I shoot all black with one white vane. It's lucky!:wink2:


----------



## sc4x4truck (Mar 10, 2009)

fullcontact said:


> Dead Horse!!! Shoot what you want!


I agree but this is my thoughts on it.
IF you can't find the 12 ring with out someone shooting it with a bright fletching go back to the novice class.


----------



## mttc08 (Feb 21, 2005)

sc4x4truck said:


> I agree but this is my thoughts on it.
> IF you can't find the 12 ring with out someone shooting it with a bright fletching go back to the novice class.


agreed!!


----------



## TANC (Mar 14, 2005)

I tried it for a while cause I didn't want to see my arrows fly. Thought it would help me. It didn't, and I couldn't see where my own darn arrows were after the shot, so no more.


----------



## meatmissile (Oct 26, 2009)

STEALTHY!!!!!!!!!!!! LOVE THE BLACKED OUT ARROWS!!!! Dont get in the 12 ring and I wont break your black knocks off!!!!!!!!LOL!!!!


----------



## asa1485 (Jan 16, 2008)

Does not bother me. Shoot what you like.


A lot of people do not like them because they have to follow the guy that shoots them and they have nothing to aim for. I say tough because he did not have anything to aim for when he shot first (except for the target).

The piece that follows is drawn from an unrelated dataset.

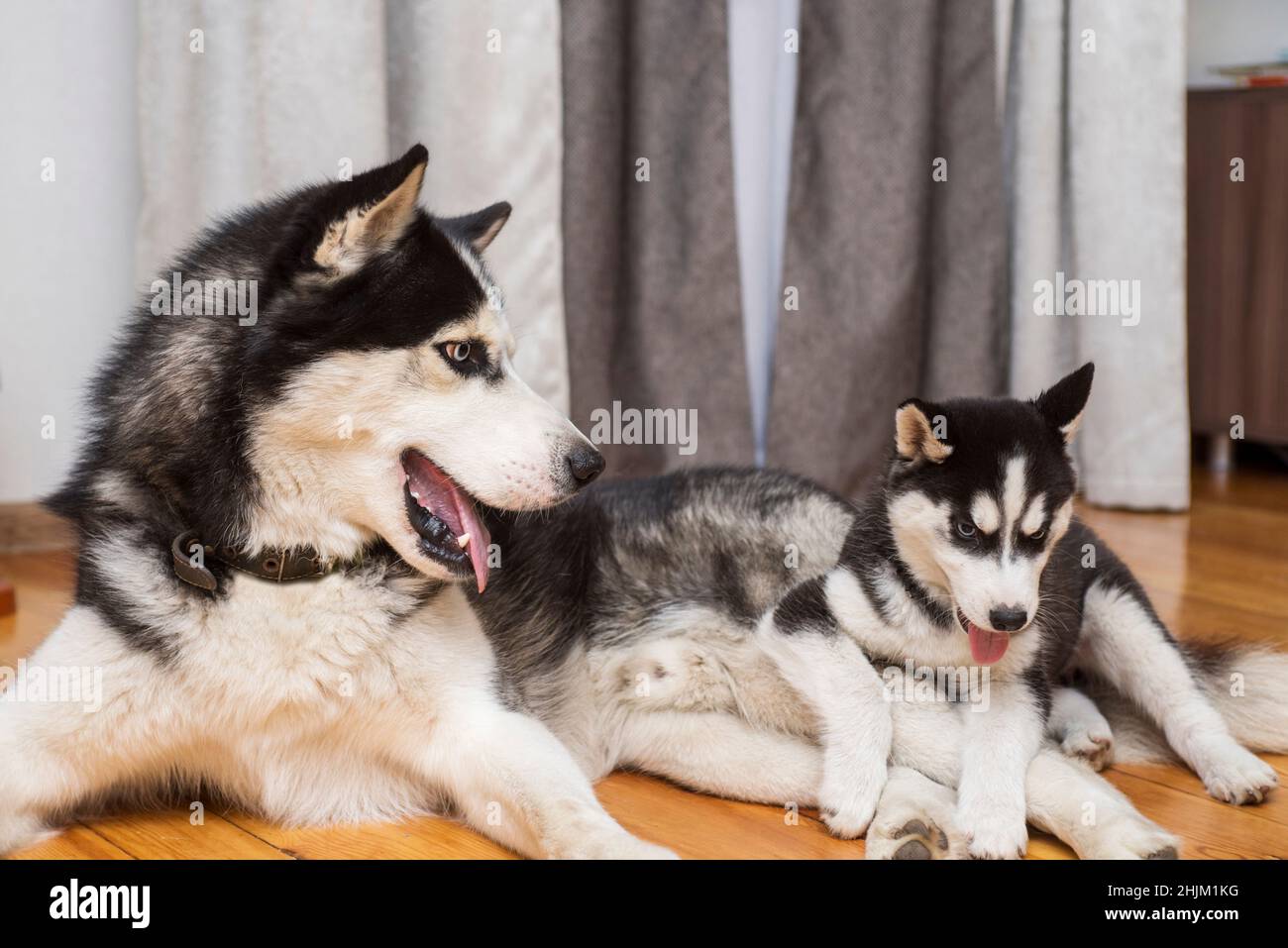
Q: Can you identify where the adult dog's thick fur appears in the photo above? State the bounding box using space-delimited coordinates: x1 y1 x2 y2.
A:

All black does make it harder to find if you miss though.


----------



## peter rogers (Nov 1, 2008)

black nocks? no problem. its the guys that shoot lumanocks that i have issues with


----------



## emesa (Oct 19, 2009)

peter rogers said:


> black nocks? no problem. its the guys that shoot lumanocks that i have issues with


Now why, on this green earth, would someone shoot a lumenock at a 3D shoot?! anyways, who cares what color vanes and nocks you shoot. When I started shooting competitions, I did get odd looks for the fact that I shot obscenely bright wraps and fletching, I had all my arrows done that way. I shoot monthly at Fort Huachuca, and have a tendency to lose arrows A LOT, so I figured the brighter they were, the easier they were to find. Since the first one though, I revamped my arrows and now shoot blue and purple vanes on a onestringer purple heart wrap. Makes me look more like a serious 3D shooter, I think


----------



## russ (Jul 29, 2002)

micedray said:


> What are your thoughts?


There are far more important things in life to worry about than this.


----------



## reylamb (Feb 5, 2003)

My thoughts?
-Some guys use them to keep you from aiming off your arrows.
-Some guys use them to get in their competitors head.
-Some guys use them because the like the colors.
-Some guys use them because they do not want to see them in flight.
-If you are worried about what the other guys are shooting your head is not in the game.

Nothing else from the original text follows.